Derzeit dienen zwar 50 Soldatinnen im KSK, doch keine von ihnen ist Kommandosoldatin. "Die sind in der Logistik und im Stabsdienst", sagt der Sprecher. Die Ausbildung zum Kommandosoldaten im KSK steht zwar Männern wie Frauen offen, doch "es scheiterte bisher an den hohen physischen Anforderungen", sagt der Sprecher, der klarstellt: Diese Anforderungen werden auch in Zukunft nicht gesenkt. Es bleibt bei mehrtägigen Gewaltmärschen, Fallschirmspringen mit Sauerstoffgerät und Überlebenstraining - auch in arktischer Umgebung: Ein Kommandosoldat muss seinen Auftrag unter "allen klimatischen und geografischen Bedingungen" erfüllen. Die künftigen Kandidatinnen werden deshalb nur zum Aufklärungsfeldwebel ausgebildet. Damit werden sie "nicht für alles eingesetzt" und es wird auf "die Besonderheiten der weiblichen Physis" Rücksicht genommen. "Nicht jeder muss aus 3000 Metern Höhe abgesprungen sein." Interessentinnen, "die sich das näher ansehen wollen" gibt es schon.
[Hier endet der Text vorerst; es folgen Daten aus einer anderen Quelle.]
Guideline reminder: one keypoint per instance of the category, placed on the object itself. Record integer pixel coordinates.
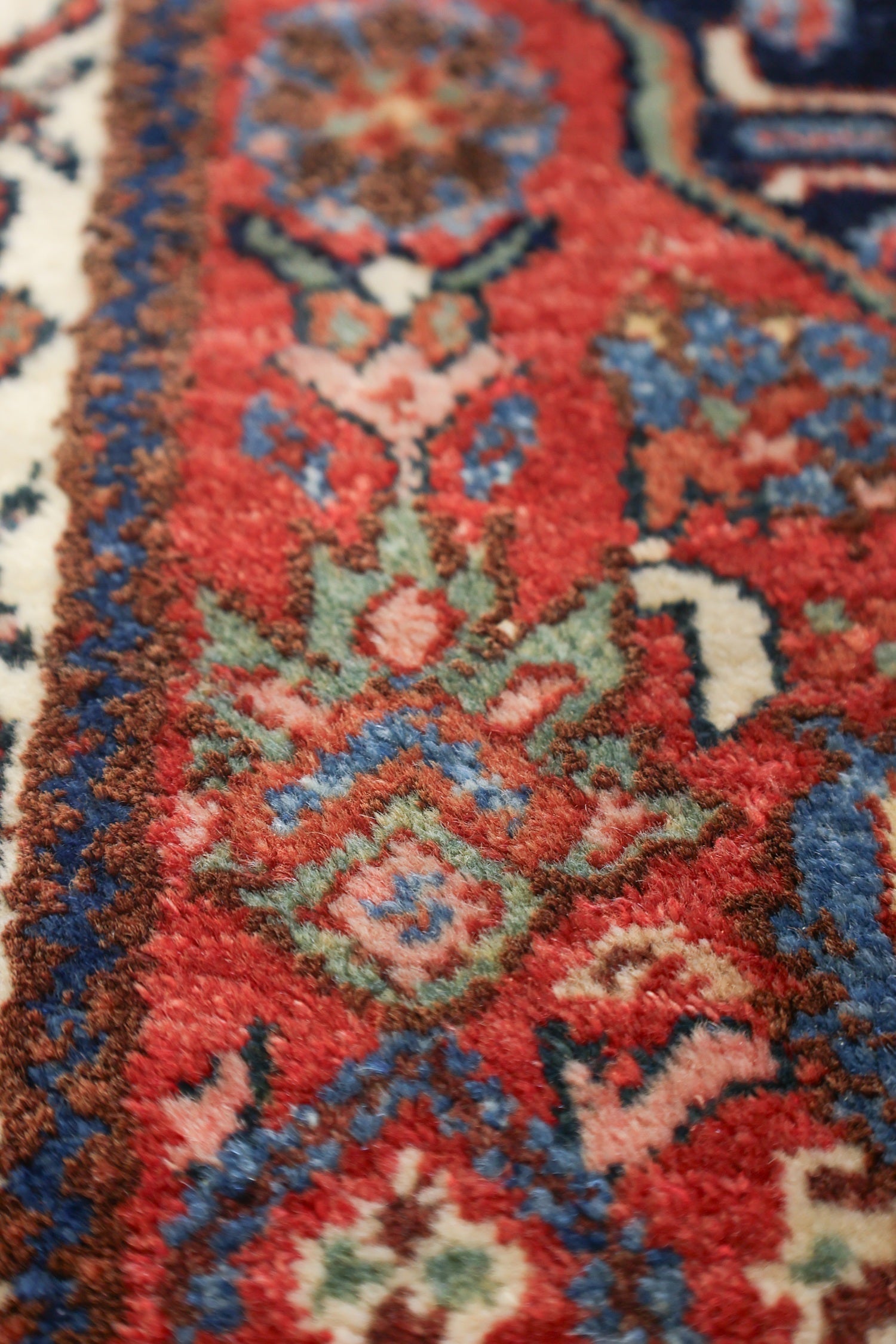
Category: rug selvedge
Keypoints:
(520, 847)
Details nennt das Ministerium nicht, es sei "alles in der Entwicklung". Mitte des Jahres könne es aber losgehen.

Das KSK wurde 1996 aufgestellt und war zwei Jahre später einsatzbereit. Im KSK dienen insgesamt rund 1300 Soldaten, wie viele davon Kommandosoldaten sind, ist ebenso geheim wie deren Arbeit. Zu den Aufgaben des KSK gehören die Befreiung von Geiseln und in Gefangenschaft geratener Soldaten sowie die Spezialaufklärung, wozu auch die Lenkung "weitreichenden Feuers" gehört. Nach der zweijährigen Ausbildung zum Fernspähfeldwebel folgen ein Auswahlverfahren und die zweijährige Ausbildung zum Kommandofeldwebel.